Two years ago, Huffington Post suggested nine reasons why Bono was “spot on” about what it’s like to search for God. What do you think of them?
In May of 2016, Huffington Post celebrated Bono’s 56th birthday. The article listed nine reasons that U2’s frontman is “spot on” in describing the search for God. Here’s a recap, with some research pointing to why Bono is spot on.
Music is primal. Bono states that music—and, later, the words we attach to it—“does for us what solid, even rigorous, religious argument can never do.” He adds, They introduced me to God, not belief in God, more an experiential sense of GOD. I sense this is what exiles and religious “nones” thirst for. Experiencing God.
Furthermore, infants remind us Bono is right about music. Babies can dance a jig before forming a word. Newborns are born sensitive to the rhythms—music—of language before language itself. They can distinguish the timbre and intonation of their mother’s voice and prefer it to any other. Music is primal.
Metaphor is the only way we approach God. “Why do we need the lyric poetry of the Psalms? Because the only way we can approach God is, if we’re honest, through metaphor, through symbol. So art becomes essential, not decorative.” Amen. As C.S. Lewis wrote, “All our truth, or all but a few fragments, is won by metaphor.” Metaphor is not icing on a cake (like we see in most sermons). It is the main ingredient. Teaching is simply part of the mix.
[The next four are from Bono: In Conversation with Michka Assayas (Penguin, 2006)]
Cool is overrated. “Coolness might help in your negotiation with people through the world, maybe, but it is impossible to meet God with sunglasses on. It is impossible to meet God without abandon, without exposing yourself, becoming raw.” In the Eucharist, we expose ourselves to God, opening our hands, hearts, entire lives to God.
God often leaves the building. Bono reminds us even if you have a church, it doesn’t mean you have God. It’s often the case that “God, like Elvis, has left the building.” What’s left is “a congregation led by a man where once they were led by the Holy Spirit.”
Love is complicated. Bono doesn’t let his religious world get too complicated. Love is a different matter, however. “God is love, and as much as I respond in allowing myself to be transformed by that love and acting in that love, that’s my religion. Where things get complicated for me, is when I try to live this love. Now, that’s not so easy.”
Everybody’s religious. Bono’s talking about religious instinct—the universal sense that the world ought to make sense. “It’s supposed to be a secular society, but I look around: everybody’s religious. They’re superstitious, they pray.” Spot on. Bono adds that this sustained sense of superstition is bringing down the Enlightenment and scientism.
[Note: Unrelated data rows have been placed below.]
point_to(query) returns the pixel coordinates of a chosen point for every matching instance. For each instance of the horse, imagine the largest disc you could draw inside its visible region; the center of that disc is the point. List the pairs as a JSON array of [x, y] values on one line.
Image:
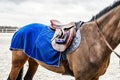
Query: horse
[[90, 60]]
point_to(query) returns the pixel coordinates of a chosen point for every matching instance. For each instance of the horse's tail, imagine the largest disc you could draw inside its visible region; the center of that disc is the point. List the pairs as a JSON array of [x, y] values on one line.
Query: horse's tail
[[20, 74]]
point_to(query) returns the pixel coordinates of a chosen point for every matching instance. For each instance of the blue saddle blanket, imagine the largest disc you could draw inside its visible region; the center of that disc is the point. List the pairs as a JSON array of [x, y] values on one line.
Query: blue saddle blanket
[[35, 40]]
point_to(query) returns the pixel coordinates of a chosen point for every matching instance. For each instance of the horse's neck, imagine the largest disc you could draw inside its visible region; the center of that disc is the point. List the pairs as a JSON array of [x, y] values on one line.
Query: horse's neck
[[110, 26]]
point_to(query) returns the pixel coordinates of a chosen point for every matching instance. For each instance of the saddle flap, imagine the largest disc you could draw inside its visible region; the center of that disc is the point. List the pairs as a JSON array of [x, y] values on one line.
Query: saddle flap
[[57, 24]]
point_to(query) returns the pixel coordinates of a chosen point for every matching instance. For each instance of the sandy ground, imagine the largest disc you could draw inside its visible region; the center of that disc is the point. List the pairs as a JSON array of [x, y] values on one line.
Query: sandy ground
[[113, 71]]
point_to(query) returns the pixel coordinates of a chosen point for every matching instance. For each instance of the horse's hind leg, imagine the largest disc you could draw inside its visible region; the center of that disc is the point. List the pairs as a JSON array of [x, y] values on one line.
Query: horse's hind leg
[[33, 65], [18, 60]]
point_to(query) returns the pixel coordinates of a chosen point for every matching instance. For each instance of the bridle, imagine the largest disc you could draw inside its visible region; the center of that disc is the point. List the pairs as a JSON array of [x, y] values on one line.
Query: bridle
[[106, 42]]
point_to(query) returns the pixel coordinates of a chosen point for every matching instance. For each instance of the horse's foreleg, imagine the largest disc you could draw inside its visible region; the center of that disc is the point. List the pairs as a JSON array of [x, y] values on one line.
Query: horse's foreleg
[[33, 65], [18, 60]]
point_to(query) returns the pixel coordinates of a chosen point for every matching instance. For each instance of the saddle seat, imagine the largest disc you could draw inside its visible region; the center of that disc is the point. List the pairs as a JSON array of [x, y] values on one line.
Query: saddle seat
[[63, 35]]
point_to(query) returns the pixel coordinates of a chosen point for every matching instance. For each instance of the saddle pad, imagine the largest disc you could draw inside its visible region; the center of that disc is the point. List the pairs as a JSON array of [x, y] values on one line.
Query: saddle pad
[[35, 40]]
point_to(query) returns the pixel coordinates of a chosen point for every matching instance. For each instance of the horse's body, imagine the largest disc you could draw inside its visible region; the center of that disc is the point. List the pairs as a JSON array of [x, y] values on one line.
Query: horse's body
[[87, 62]]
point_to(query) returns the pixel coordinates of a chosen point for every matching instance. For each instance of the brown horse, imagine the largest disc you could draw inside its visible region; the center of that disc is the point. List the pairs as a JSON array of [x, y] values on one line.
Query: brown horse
[[91, 59]]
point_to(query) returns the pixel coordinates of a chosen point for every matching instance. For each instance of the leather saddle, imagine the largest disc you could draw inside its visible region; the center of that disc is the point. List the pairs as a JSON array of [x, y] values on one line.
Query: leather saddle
[[63, 35]]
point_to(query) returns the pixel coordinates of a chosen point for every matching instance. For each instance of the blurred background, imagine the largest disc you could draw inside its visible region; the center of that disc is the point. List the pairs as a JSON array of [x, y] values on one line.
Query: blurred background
[[17, 13], [22, 12]]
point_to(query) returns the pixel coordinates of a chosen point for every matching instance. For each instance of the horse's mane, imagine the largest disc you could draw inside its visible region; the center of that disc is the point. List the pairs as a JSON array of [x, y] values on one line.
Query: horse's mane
[[107, 9]]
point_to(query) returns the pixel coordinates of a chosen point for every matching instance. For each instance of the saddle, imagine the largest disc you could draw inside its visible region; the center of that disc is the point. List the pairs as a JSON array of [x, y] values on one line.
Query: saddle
[[63, 35]]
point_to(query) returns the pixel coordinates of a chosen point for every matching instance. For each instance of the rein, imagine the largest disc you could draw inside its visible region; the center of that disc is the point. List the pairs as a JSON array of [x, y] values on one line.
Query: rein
[[106, 40]]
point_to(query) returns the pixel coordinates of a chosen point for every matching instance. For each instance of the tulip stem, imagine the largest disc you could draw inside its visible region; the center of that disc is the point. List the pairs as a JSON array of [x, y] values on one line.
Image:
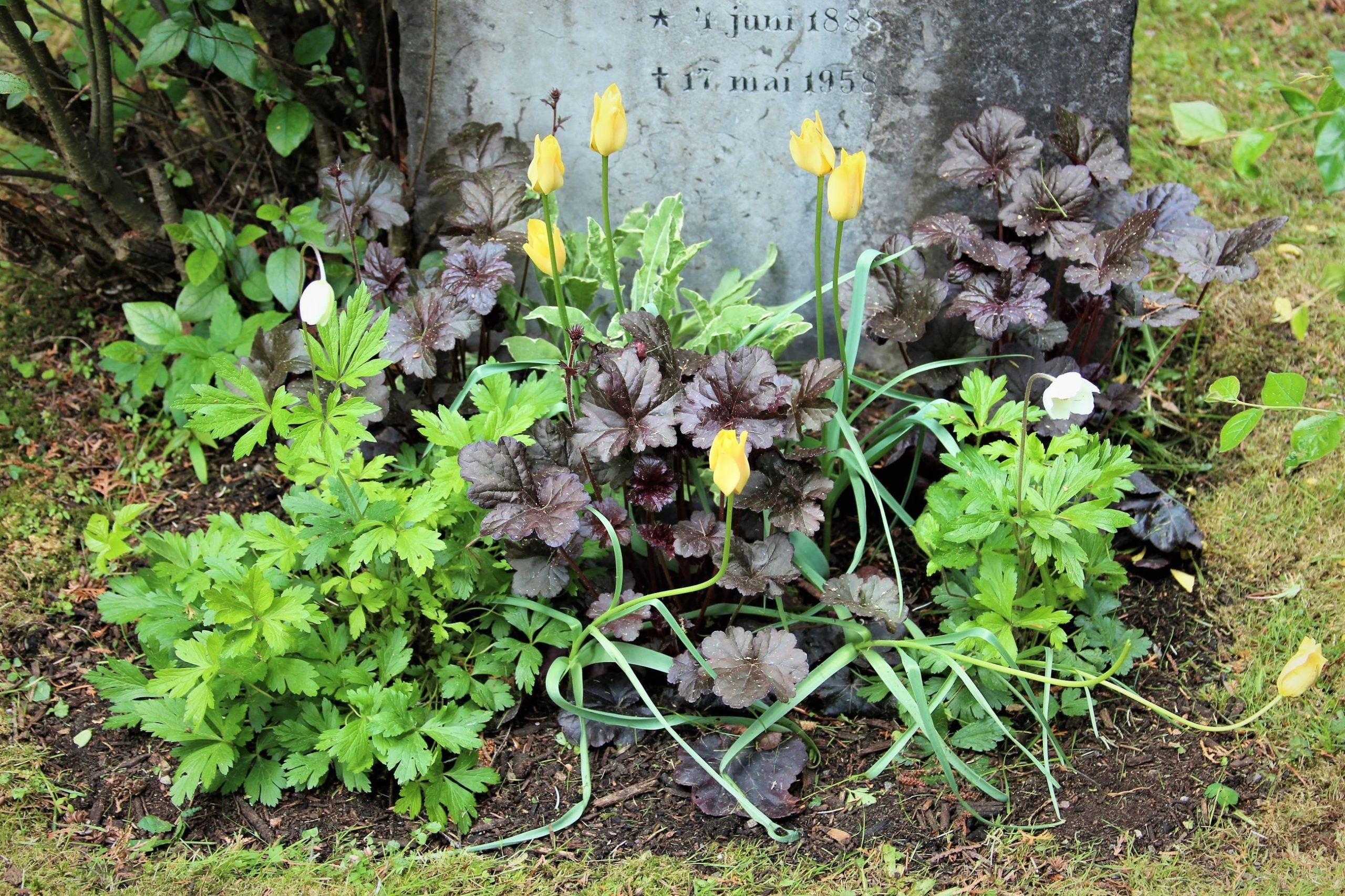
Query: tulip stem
[[836, 312], [817, 267], [611, 244], [556, 268]]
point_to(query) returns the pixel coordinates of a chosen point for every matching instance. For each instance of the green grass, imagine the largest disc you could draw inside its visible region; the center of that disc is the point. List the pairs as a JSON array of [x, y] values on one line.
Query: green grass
[[1266, 532]]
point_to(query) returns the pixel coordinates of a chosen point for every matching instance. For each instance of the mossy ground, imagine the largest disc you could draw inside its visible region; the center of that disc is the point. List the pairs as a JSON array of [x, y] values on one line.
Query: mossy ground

Get honest with God. “It’s very important for Christians to be honest with God. That’s difficult, we are often most honest with God when we’re telling him what we want—or what we want to be. As Bono rightly notes, “It is often the case that God is much more interested in who you are than who you want to be.
Find life. “I just go where life is, you know?’ Bono says it might be in the back of a Roman Catholic cathedral, in the quietness and the incense, which suggest the mystery of God, of God’s presence, or in the bright lights of the revival tent. “I just go where I find life.” Spot on—as life is often not where Christians imagine it to be.
Stay Awake. “I enjoy the test of trying to keep hold of what’s sacred, and still being awake, walking around, breaking through the plate glass window. It’s one thing being in that holy huddle; it’s another thing taking yourself out there into the world.” Spot on. Throughout scripture, God warns his people to stay alert. How many do?
U2’s universal (and enduring) appeal is remarkable, given the band is vocal about Jesus. It’s not remarkable, however, when we remember music and metaphor are primal—a spot on truth that Enlightenment thinkers like Steven Pinker routinely disdain. He sees music as essentially meaningless, an add-on to life. He could not be more wrong.
This week marks my 64th birthday. I’m eight years ahead of Bono, but he’s light years ahead of me in knowing what it’s like to search for God. I think he’s spot on.
 Iain McGilchrist, The Master and His Emissary (Yale University Press, 2010) 102-105.